White paper SMEs (subject matter experts) play an important role in developing white papers for marketing or educational purposes. That’s because white paper SMEs are the people who have the knowledge needed to develop the white paper. Rarely do white paper writers already have all the information they need on their own (and generally, that’s only when the white paper writers work within an organization).
1. Identifying white paper SMEs
One of the first steps in the white paper planning process is identifying the right SMEs for the white paper. Generally, white paper SMEs fall into one of two categories: internal and external. Internal white paper SMEs are employees of the organization developing the white paper. Most of the time, they’re either company leaders or people whose jobs require specialized knowledge, such as engineers or technical salespeople. External white paper SMEs are, as the name implies, people who work for other organizations (or themselves) who have important knowledge about industry, the products, or the process to be discussed in the white paper.
2. Scheduling with white paper SMEs
Once the white paper SMEs have been identified, the next step is for the white paper writer to interview them. Some people will just try to call SMEs and hope they have time to talk, but I find it’s far more effective to schedule interviews in advance. Not only do SMEs tend to have busy schedules, but setting a time in the future allows them to prepare for the interview, making it less stressful.
Taking time to schedule is also a gesture of courtesy and respect. Interviews can be conducted in in person, or over the phone or video platforms. (If the SME is too busy to schedule a real-time interview, an alternative is to conduct the interview through a series of emails. However, that approach is usually less successful than an actual conversation.)
3. Preparing to interview the white paper SMEs
Whether you conduct your interview with the SMEs in person or via technology, preparing for the interview will help you make the most of the person’s busy time and reduce the chances that you’ll forget to ask something important. Make a list of the questions you plan to ask and write them down in the order you plan to ask them. Of course, you may not have time to ask all your questions, so be sure to prioritize them. Its generally a good idea to prepare extra questions in case the SME is one of those people who gives short answers.
4. Interview the white paper SMEs
Contact the SME as scheduled.

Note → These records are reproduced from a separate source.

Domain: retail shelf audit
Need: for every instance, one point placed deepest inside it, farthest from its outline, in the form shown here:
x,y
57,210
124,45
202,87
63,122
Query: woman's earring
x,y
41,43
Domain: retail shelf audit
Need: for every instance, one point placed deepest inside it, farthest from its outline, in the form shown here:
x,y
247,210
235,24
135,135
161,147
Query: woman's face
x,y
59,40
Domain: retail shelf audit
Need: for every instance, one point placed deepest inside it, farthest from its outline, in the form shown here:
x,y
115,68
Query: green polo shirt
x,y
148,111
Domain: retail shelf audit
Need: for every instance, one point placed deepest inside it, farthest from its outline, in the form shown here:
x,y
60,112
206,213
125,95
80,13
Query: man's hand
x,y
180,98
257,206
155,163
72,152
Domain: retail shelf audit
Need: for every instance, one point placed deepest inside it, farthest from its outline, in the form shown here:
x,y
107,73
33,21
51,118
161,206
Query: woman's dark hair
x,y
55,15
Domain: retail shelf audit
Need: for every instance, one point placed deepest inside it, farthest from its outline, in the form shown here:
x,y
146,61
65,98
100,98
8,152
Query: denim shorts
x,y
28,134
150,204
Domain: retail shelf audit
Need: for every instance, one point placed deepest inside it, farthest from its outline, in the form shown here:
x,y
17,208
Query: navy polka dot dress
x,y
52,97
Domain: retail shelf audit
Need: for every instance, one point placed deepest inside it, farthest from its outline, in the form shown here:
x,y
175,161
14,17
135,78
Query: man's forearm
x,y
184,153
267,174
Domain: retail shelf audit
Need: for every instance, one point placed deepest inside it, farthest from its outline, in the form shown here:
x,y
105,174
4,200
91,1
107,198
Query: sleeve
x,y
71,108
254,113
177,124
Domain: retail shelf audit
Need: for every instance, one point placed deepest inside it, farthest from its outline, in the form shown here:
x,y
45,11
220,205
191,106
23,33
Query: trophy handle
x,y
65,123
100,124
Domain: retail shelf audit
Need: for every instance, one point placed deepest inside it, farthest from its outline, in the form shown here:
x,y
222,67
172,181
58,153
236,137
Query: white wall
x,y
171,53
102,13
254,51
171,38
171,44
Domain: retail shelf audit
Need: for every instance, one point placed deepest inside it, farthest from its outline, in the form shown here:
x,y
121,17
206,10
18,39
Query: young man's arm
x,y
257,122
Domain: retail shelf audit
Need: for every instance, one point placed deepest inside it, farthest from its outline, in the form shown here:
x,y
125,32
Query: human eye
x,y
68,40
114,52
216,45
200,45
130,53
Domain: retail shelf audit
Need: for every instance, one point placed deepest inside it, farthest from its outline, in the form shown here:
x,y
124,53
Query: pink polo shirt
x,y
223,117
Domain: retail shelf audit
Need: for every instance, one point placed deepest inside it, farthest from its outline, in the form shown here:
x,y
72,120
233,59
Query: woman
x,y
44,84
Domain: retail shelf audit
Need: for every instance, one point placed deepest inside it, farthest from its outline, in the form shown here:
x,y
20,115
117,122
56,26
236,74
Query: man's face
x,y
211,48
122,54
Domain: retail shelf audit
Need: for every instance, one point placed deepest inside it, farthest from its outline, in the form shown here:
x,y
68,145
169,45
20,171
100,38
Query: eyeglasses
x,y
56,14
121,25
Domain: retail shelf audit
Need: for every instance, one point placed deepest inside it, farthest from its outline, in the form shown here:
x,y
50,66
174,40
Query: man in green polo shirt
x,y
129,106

I always like to begin interviews by asking the SME if it’s still a convenient time. Sometimes, things come up that make it difficult for the SME to talk when originally scheduled. Plus, it’s a friendly gesture that demonstrates you respect the SME’s schedule. Keep the interview to the scheduled time. If it appears you’ll need more time, ask the SME if they have the time or they would prefer to schedule a second session. It’s better to take the extra time instead of trying to rush too quickly through your questions.
5. Record the interviews with the white paper SMEs
You may just want to take notes from the interviews, but I strongly recommend recording them. That allows you the opportunity to go back and listen again, and it makes it more likely you’ll capture the SME’s words accurately. You can even have the interview recording transcribed. I use a transcription website called Rev.com that provides fast, economical transcriptions. Another advantage of having the interviews transcribed is that you can copy and paste quotes directly from the transcript into your white paper draft.